Kapadokya Nasıl Oluştu?
Burada birkaç satırda özetleyeceğimiz ve halen de süren doğal oluşum 60 milyon yıldır sürüyor.
60 milyon yıl önce, üçüncü jeolojik devirde Toroslar yükseldi, kuzeydeki Anadolu platosunun sıkışmasıyla yanardağlar faaliyete geçti. Erciyes ve Hasandağı ile ikisinin arasında kalan daha küçük Göllüdağ lavlar püskürttüler. Platoda biriken küller yumuşak bir tüf tabakası oluşturdu. Tüf tabakasının üzeri yer yer sert bazalttan oluşan ince bir lav tabakası ile örtüldü. Bazalt çatlayıp, parçalara ayrıldı. Yağmurlar çatlaklardan sızıp yumuşak tüfü aşındırmaya başladı. Isınan ve soğuyan hava ile rüzgarlar da oluşuma katıldı. Böylece sert bazalt kayasından şapkaları bulunan koniler oluştu. Bu değişik ve ilginç biçimli kayalara halk bir ad yakıştırdı. “Peribacası” dedi. Bazalt örtüsü olmayan tüf tabakaları ise erozyonla vadilere dönüştü, ilginç şekilli kanyonlar oluştu. Bunlar doğanın bölgeye armağanı oldu.
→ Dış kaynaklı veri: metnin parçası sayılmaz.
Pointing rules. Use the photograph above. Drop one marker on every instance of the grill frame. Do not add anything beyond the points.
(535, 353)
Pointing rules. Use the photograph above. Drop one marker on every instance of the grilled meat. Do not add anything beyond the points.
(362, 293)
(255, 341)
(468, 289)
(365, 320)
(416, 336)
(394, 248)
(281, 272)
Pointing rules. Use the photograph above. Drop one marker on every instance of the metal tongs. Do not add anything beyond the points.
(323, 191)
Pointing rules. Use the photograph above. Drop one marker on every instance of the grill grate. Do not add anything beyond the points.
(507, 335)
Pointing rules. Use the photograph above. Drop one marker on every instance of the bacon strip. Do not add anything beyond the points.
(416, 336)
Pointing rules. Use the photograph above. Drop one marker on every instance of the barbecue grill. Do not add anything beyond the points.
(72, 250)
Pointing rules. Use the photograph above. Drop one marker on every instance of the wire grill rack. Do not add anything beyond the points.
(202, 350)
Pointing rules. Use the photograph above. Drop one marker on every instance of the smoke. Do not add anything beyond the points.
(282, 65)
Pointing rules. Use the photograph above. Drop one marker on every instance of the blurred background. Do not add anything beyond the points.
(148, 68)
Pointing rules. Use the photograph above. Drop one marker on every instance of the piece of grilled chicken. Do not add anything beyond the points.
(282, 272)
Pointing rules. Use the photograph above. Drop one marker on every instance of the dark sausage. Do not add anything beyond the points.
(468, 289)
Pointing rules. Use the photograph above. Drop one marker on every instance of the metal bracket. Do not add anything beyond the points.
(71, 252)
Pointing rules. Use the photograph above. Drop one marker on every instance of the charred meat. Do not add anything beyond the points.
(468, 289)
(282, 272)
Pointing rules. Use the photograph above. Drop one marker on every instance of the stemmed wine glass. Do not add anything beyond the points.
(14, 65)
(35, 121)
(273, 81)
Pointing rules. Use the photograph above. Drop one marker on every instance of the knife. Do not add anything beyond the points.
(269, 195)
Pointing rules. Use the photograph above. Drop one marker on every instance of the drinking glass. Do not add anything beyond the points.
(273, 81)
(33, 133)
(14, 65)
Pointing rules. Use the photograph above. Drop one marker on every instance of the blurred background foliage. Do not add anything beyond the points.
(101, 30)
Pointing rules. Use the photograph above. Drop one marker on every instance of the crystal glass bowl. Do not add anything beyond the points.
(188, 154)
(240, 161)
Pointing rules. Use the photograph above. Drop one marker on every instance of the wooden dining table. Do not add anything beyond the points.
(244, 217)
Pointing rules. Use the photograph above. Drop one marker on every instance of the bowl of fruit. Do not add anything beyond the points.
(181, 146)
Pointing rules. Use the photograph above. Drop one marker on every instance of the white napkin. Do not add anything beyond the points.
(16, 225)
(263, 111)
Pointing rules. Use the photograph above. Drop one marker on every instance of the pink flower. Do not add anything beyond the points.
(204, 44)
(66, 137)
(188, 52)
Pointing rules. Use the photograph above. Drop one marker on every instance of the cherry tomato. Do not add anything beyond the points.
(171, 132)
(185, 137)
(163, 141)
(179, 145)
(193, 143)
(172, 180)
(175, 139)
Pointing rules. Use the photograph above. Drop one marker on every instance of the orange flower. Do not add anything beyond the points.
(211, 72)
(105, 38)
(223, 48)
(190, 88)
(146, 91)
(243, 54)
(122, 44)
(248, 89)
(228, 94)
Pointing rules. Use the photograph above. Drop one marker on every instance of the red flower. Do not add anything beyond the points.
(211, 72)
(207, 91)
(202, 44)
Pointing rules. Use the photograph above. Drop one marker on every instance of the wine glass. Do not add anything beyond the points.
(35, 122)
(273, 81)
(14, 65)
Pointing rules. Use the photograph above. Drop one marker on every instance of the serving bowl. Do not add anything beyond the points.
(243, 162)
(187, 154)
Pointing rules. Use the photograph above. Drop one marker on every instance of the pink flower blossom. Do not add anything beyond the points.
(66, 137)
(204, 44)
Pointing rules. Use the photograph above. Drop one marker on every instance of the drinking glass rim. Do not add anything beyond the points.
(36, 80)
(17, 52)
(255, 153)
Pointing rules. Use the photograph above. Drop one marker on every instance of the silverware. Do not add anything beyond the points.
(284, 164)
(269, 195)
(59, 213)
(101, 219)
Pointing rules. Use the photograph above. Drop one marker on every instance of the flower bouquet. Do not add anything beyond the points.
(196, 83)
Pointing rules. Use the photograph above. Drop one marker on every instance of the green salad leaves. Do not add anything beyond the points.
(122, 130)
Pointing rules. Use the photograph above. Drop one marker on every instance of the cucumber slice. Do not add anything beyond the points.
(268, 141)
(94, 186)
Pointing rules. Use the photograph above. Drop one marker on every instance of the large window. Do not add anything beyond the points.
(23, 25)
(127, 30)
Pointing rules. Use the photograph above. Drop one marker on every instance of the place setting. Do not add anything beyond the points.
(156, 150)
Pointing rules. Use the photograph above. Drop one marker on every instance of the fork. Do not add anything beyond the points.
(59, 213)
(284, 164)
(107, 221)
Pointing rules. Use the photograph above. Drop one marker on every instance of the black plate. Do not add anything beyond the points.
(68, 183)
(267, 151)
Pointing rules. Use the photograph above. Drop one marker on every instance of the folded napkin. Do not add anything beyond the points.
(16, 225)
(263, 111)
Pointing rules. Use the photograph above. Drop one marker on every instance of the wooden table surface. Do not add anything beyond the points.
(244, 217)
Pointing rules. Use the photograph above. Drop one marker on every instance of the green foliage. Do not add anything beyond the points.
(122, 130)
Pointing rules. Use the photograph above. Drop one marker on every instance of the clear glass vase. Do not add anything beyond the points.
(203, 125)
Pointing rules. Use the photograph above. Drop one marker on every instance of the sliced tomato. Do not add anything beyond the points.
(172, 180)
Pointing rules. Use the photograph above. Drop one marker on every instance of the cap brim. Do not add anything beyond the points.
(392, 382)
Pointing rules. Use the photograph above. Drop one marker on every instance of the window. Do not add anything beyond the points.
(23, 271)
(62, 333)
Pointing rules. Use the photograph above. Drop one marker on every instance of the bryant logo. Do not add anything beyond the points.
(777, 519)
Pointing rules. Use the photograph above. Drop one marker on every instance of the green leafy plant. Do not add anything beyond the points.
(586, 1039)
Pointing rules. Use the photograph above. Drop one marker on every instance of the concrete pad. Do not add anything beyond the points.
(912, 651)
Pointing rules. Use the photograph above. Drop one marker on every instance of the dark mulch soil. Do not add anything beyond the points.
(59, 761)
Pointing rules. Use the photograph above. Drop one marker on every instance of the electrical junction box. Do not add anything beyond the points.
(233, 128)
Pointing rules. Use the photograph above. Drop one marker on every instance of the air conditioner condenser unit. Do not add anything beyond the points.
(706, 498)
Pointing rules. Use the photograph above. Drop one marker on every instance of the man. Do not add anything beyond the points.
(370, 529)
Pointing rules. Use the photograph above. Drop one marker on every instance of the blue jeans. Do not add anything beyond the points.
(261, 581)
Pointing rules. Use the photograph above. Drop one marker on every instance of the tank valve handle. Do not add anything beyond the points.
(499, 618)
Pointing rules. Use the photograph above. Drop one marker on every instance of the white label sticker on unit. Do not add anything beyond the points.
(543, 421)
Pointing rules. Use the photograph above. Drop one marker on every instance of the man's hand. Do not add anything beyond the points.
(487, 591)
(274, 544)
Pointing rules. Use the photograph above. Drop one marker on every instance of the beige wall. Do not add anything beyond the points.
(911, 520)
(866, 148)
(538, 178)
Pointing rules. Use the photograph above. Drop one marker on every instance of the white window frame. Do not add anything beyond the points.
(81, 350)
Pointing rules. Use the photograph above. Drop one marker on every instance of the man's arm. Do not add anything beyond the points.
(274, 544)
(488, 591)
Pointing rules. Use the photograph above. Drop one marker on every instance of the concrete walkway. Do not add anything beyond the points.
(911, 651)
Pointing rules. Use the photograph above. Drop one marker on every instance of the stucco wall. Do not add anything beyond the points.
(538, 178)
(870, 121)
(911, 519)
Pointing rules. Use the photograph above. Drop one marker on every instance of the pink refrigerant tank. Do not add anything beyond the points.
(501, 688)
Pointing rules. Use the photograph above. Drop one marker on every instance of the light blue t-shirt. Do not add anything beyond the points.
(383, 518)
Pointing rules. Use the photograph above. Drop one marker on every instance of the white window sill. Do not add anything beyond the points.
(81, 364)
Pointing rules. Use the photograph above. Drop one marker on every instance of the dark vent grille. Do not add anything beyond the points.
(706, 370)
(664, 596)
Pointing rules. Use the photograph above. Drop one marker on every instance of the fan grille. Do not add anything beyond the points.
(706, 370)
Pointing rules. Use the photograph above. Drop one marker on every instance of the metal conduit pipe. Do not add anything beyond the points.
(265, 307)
İnsan eli, emeği ve duygusu işe koyuldu. 9-10 bin yıl öncesine ait yerleşimlerden ilk Hristiyanların kayalara oydukları kiliselere, büyük ve güvenli yeraltı kentlerine kadar uzun bir dönemde bir büyük uygarlık yaratıldı.
Doğanın ve insanoğlunun bu macerasına tanıklık etmek için haydi, hemen Kapadokya’ya!
Kapadokya’yı kendi başınıza gezmeniz zor. Çok şeyi kaçırırsınız. Gezip gördüğünüz yerleri iyi bir rehberiniz yoksa eksik algılamanız kaçınılmaz.
Onun için bölgeye düzenlenen turlarla gitmenizi, kendiniz gitmişseniz yerel seyahat acentalarının düzenlediği günübirlik turlara katılmanızı öneririz.
Burada sayfalarımızın elverdiğince gezilip görülebilecek yerler hakkında doğru bilgiler bulacaksınız. Rehber eşliğinde gezmezseniz GEZİ’yi geziniz sırasında yanınızda bulundurmakta yarar var.
NEVŞEHİR
Eski çağlarda Nyssa ve Soandos olarak anılan kent merkezine Türkler Muşkara diyorlardı. Buralı olan Lale Devri’nin ünlü sadrazamı Damat İbrahim Paşa nüfusu artırmak için Sarılar Türkmen oymağını yerleştirdi, nüfusu artıp büyüyen bu yeni kente”Yeni Şehir” anlamına Nevşehir denildi.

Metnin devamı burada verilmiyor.